Abstract

Laboratory manipulations of ambient temperature were used to investigate the role of temperature in triggering or modulating cold-hardiness adaptations, supercooling-point depression and cryoprotectant accumulation, in larvae of the goldenrod gall moth, Epiblema scudderiana (Clemens), a freeze-intolerant species.
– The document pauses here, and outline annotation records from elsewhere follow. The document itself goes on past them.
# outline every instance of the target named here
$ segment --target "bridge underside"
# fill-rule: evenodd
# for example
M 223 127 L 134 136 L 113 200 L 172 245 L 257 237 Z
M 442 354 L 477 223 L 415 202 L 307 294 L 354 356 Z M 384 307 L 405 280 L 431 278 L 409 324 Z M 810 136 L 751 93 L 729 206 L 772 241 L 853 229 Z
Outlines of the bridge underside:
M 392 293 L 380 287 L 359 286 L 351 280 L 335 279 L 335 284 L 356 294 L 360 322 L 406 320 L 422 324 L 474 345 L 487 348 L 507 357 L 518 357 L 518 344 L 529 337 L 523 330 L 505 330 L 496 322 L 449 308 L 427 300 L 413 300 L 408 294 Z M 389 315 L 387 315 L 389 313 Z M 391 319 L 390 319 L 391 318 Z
Low temperature strongly facilitated cryoprotectant synthesis; larvae subjected to a 1°C per day decrease in temperature showed a major increase in the rate of glycerol synthesis when temperature fell below 5°C with highest rates of synthesis, greater than 90 μmol g −1 d −1, at temperatures between 0 and −10°C. Conversely, abrupt rewarming of larvae from −18 to 23°C in mid-November stimulated a rapid loss of glycerol (from a starting level of 1763 ± 278 μmol/g wet weight) with a half time of only 1.5 days. Supercooling-point depression was not keyed to ambient temperature but appeared to be an endogenous event occurring over the same time interval in laboratory animals held at warm or cold temperatures, as well as in outdoor animals. Rewarming of cold-adapted larvae in November resulted in only a small rise in supercooling point (and did not break diapause) but rewarming in February resulted in a 19°C increase in supercooling point in 4 days, followed rapidly by pupation.